Ce qui se construit malgré tout: devenir un Onconaute
En Allemagne, des hôpitaux spécialisés ont intégré des approches complémentaires dans des protocoles rigoureux et publient des données comparatives sérieuses. En Asie, les études sur la médecine traditionnelle chinoise en complément du traitement conventionnel s’accumulent et deviennent difficiles à ignorer pour la communauté scientifique internationale.
Sylvie Beljanski a engagé le développement d’une molécule de synthèse reproduisant les effets antitumoraux du Pao pereira, ouvrant la voie à un brevet de composition et à un développement industriel classique. Des groupes de milliers de patients échangent sur ces traitements oubliés, constituant un test clinique grandeur nature qui se joue en dehors des hôpitaux.
C’est précisément cette dynamique que le journaliste Christophe Dubuit appelle devenir un Onconaute: non plus un patient passif qui attend qu’on lui dise quoi faire, mais un explorateur informé, capable de questionner son oncologue et de naviguer dans la littérature scientifique. Son interview complète est à lire ici, avec son livre Les Onconautes aux Éditions marco pietteur.
L’information comme premier outil de santé
L’analyse de ces 70 cas ne mène pas à une conclusion simple. Elle dit que « l’absence de preuve » n’est pas toujours la même chose que « la preuve de l’absence ». Que le financement d’une étude conditionne souvent ses résultats. Que des chercheurs rigoureux peuvent être écartés non parce qu’ils ont tort, mais parce qu’ils dérangent des intérêts établis.
Elle dit aussi que la vigilance doit s’exercer dans les deux sens: contre un système qui peut étouffer des solutions contre le cancer prometteuses par intérêt économique, mais aussi contre ceux qui exploitent la détresse des malades avec des promesses non fondées.
L’esprit critique, en matière de santé, n’est pas un luxe intellectuel. C’est une compétence vitale. Nos deux ouvrages publiés aux Éditions marco pietteur vous donnent des outils sérieux pour l’exercer : Cancer Business de Mark Sloan, enquête sur les mécanismes systémiques qui bloquent les innovations non brevetables, et Les Onconautes de Christophe Dubuit, guide pratique pour devenir un patient acteur de sa propre santé.
FAQ
Les solutions contre le cancer « alternatives » sont-elles efficaces?

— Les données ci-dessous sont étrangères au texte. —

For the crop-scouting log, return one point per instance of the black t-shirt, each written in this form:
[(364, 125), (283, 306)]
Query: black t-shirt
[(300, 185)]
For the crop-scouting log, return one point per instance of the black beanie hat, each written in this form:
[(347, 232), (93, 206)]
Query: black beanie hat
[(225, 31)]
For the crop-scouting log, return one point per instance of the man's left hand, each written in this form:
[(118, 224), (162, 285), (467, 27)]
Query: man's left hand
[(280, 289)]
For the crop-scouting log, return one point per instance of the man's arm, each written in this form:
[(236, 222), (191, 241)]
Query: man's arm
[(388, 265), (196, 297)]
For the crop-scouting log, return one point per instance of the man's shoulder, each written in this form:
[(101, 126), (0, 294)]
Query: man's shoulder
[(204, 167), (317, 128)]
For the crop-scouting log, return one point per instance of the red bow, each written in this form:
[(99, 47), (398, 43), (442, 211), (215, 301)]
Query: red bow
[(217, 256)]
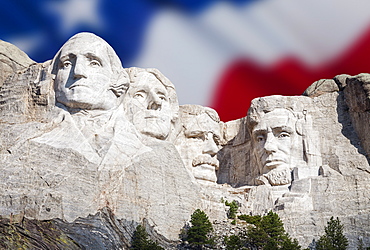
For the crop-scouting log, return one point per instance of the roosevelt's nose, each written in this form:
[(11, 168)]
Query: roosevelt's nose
[(210, 147), (79, 70), (270, 145), (154, 102)]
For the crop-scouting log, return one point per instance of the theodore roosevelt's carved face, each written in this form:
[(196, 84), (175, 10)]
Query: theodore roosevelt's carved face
[(84, 74), (274, 140), (148, 106), (199, 144)]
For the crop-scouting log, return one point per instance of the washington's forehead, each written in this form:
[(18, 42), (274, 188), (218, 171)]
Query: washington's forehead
[(96, 49), (279, 119)]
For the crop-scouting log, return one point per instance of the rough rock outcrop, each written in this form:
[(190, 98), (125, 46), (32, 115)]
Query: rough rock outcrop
[(89, 150)]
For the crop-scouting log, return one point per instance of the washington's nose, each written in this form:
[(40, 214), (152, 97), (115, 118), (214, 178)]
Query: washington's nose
[(270, 143), (210, 146), (79, 70), (155, 102)]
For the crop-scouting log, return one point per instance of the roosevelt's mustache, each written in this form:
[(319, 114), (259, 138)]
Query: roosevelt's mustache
[(205, 159)]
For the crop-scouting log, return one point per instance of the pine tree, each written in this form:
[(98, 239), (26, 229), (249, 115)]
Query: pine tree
[(197, 234), (269, 234), (333, 239), (140, 240), (233, 242)]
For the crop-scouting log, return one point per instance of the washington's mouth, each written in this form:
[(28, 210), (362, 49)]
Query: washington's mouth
[(77, 85), (272, 163), (205, 160), (151, 117)]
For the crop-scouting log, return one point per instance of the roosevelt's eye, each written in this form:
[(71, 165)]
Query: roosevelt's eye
[(283, 135), (139, 95), (260, 138), (95, 63), (66, 64), (162, 97), (216, 139)]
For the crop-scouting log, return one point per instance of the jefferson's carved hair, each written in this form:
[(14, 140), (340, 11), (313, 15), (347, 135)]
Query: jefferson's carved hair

C’est une question qui ne se répond pas par oui ou non. Certaines approches intégratives (gui, acupression, molécules repositionnées) disposent de données scientifiques sérieuses. D’autres sont sans preuves solides. L’enjeu est de distinguer les deux avec une information non biaisée par des intérêts commerciaux.
Pourquoi le système des brevets est-il au cœur du problème?
Sans brevet, aucune entreprise ne peut récupérer les coûts des essais cliniques. Les substances naturelles ne pouvant être brevetées, elles restent sans essais, donc sans approbation, donc sans remboursement. L’absence de preuve est ici le produit du système lui-même, pas de l’inefficacité des remèdes.
Qu’est-ce qu’un Onconaute selon Christophe Dubuit?
Un Onconaute, c’est un patient qui ne subit plus passivement son traitement. Il s’informe, consulte les bases de données scientifiques, questionne son oncologue sur les médicaments repositionnés et les approches intégratives. Christophe Dubuit explique cette démarche en détail dans son interview à lire ici.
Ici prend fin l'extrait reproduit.